Thursday 25 March 2010

Making vases from shards

The dumbest possible criticism of Alastair Darling's budget, and hence by far the most common in the media, is that it's "political". (Or as the Times has it, with an American Beauty-influenced cartoon of a naked Mr Darling, "Nakedly Political"). There's a general election coming in six weeks or so, one that's likely to be the most closely-fought in years. How could the budget not be "political"?

Considering how little he had to work with, Darling actually didn't do badly, with a little something for a lot of people. Stamp duty relief for less well off homebuyers paid for by a higher duty for wealthier ones; a nod toward the long term with a "green" investment bank and a fund to help university-based businesses (just what we need: two more quangos); even something for the motoring lobby, with the planned fuel duty rise to be phased in more slowly and £100 million extra to fix potholes. The principal requirement for this budget was probably the Hippocratic imperative: "first, do no harm". Darling has done a bit better than that: no harm and maybe just a little bit of good.

From an economic standpoint, of course, the big and interesting questions revolve around the overall fiscal projections and the economic growth forecasts that underlie them.

In one respect, at least, Darling does seem to have responded to suggestions that he should follow the deficit-cutting techniques allegedly pioneered by Canada in the 1990s. This Canadian precedent is almost entirely an illusion, but leave that aside for the moment. One trick that Canada's then Finance Minister, Paul Martin, used repeatedly was to understate the likely improvement in the fiscal situation, as a way of keeping everyone (especially money-hungry government departments) focused on the task at hand. Darling seems to be doing the same. The £11 billion downward revision in the expected deficit for the current year, to £167 billion, is good news, but not enough to allow anyone to think that the crisis is over. But in fact, there's every possibility that the outcome will be better than that. To cite just one reason, robust retail sales data for February suggest that VAT receipts in the first quarter of 2010 (which is the final quarter of the fiscal year) will be very strong. And if the economy really is getting back on track, then the projection that the deficit will fall by only £5 billion in FY 2010/2011 is very likely to be bettered.
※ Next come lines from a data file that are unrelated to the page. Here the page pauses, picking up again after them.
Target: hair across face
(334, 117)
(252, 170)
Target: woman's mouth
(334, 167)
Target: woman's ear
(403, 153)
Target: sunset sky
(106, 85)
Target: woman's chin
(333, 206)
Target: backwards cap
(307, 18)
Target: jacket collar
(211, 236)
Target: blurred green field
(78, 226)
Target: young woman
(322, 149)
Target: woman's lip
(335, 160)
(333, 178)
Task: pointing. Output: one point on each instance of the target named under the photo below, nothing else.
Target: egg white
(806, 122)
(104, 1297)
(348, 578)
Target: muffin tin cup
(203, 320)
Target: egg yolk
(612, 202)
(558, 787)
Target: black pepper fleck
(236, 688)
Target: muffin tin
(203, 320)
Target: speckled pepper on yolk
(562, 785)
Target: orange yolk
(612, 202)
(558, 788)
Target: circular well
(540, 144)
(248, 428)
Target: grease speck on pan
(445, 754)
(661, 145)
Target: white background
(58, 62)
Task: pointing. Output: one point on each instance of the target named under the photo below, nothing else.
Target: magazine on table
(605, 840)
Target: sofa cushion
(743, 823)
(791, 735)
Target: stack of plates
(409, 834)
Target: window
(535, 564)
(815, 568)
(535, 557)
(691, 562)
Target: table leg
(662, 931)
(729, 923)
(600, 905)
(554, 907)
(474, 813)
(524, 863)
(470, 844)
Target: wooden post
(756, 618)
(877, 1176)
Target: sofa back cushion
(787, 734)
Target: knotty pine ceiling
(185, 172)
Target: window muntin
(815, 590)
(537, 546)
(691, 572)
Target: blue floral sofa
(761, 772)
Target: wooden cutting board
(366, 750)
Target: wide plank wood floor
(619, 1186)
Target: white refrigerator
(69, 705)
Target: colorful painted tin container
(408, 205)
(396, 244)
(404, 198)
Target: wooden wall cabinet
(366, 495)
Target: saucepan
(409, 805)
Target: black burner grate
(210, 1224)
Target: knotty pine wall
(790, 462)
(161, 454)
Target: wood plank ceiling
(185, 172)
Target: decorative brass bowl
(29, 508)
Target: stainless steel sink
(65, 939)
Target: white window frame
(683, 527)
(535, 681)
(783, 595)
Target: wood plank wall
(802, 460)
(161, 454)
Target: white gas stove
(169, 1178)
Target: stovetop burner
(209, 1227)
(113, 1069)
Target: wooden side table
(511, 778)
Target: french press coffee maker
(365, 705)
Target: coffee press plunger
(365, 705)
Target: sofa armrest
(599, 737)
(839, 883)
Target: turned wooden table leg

Looking further out, the Treasury expects GDP growth to accelerate from 1-1.25% this year to 3-3.5% in 2011. Similar growth in the "out years" will allow the Government to meet its existing target of cutting the deficit in half over the next five years. This growth forecast has been roundly criticised by the opposition and much of the media as unrealistic, but it has at least one strong defender. Unfortunately it's Anatole Kaletsky, whose forecasting has been the brunt of much criticism not only in this here blog but also in Private Eye and, if rumours peddled by the Eye are to be believed, among the clients of his pricey consulting service. I'm not sure if Kaletsky intends this to be faint praise or what: In his calm, methodical manner, the Chancellor offered a picture of the future that was at least internally coherent and consistent with reality in today’s Britain, even if it may turn out to be wrong. A bit like one of Kaletsky's own forecasts, then, aside from the "coherent and consistent" part.

Kaletsky argues that it's appropriate for Darling and the Treasury to count on a strong rebound in the economy:

...that is exactly what any sensible Chancellor in the present circumstances should do.

Historical experience and economic theory both suggest that the deepest recessions are followed by the strongest recoveries. When the economy starts an expansion phase with enormous amounts of excess capacity and under-utilised labour, as it does today, then very rapid growth is compatible with low inflation.

In principle, therefore, the Treasury’s decision to base its fiscal forecasts on an assumption of 3 per cent growth next year and 3.25 per cent in the three years thereafter is actually quite conservative.


Well, maybe. There are already signs that inflation is stirring, and one of the surprises of the current slowdown has been how little unemployment has risen, so there may not be as much slack in the labour force as Kaletsky hopes, unless he is planning to lure all the Poles and Czechs back to the UK. Just as important, one of the strongest lessons provided by "historical experience" is that when a recession has been caused by a financial crisis, recovery tends to be difficult and gradual. The Government obviously hopes to remedy this by leaning on the banks to increase business lending, but it's far from certain that this will work.

So even if a revival in the economy will do some of the heavy lifting, there's still work to be done, and hard decisions to be made once the election is over. Although Darling didn't do a bad job yesterday, it's hard to see how he can have made much inroads against all of the other problems besetting the Government. And if the Budget does prove popular with the voters, the Tories and LibDems can always remind them that it was almost certainly Darling's last hurrah: if Labour gets re-elected, the awful Ed Balls is likely to get the keys to 11 Downing Street.